Berkas perkara telah dinyatakan lengkap dan terdaftar dengan nomor 92/Pid.B/2026/PN Bdg.
Kasi Intel Kejari Kota Bandung, Alex Akbar, mengatakan pihaknya meminta terdakwa dihadirkan langsung dalam persidangan serta tetap ditahan di Rutan Kelas I A Bandung.
Resbob sebelumnya ditetapkan sebagai tersangka oleh Polda Jawa Barat pada Desember 2025. Ia sempat melarikan diri sebelum akhirnya ditangkap di Ungaran, Semarang.
Ia dijerat Pasal 243 ayat (1) Undang-Undang Nomor 1 Tahun 2023 tentang KUHP dengan ancaman pidana penjara maksimal empat tahun.
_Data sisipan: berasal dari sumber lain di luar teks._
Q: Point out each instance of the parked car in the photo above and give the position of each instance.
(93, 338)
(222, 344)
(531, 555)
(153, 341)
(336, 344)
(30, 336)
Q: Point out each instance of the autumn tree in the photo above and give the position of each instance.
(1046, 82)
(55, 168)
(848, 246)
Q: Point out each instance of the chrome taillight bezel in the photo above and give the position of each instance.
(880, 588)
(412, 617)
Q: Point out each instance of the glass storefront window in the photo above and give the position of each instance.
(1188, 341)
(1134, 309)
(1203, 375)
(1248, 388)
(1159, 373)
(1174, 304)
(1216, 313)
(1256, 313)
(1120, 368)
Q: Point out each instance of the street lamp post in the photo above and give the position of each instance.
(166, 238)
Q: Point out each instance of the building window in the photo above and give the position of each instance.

22 Siswa Cimahi Dibina Usai Duel Gladiator
Aksi duel gladiator yang melibatkan sejumlah siswa SMP di Kota Cimahi viral di media sosial. Peristiwa itu terjadi di lahan kosong belakang RSUD Cibabat pada Rabu (11/2/2026).
Dalam video berdurasi satu menit yang beredar, sejumlah pelajar tampak mengelilingi dua siswa yang terlibat perkelahian. Tidak terlihat upaya melerai dalam rekaman tersebut.
Kasi Humas Polres Cimahi, Iptu Gofur Supangkat, mengatakan peristiwa itu telah diselesaikan oleh pihak sekolah karena melibatkan siswa dari sekolah yang sama.
“Ada 22 siswa yang dikumpulkan dan dibina. Permasalahan terjadi karena kesalahpahaman,” ujarnya.
Kedua siswa yang terlibat telah berdamai dan berjanji tidak mengulangi perbuatannya. Orang tua siswa juga dipanggil untuk memberikan pengawasan dan pembinaan.
Pihak kepolisian memastikan kasus tersebut tidak dilanjutkan ke proses hukum dan lebih mengedepankan pembinaan.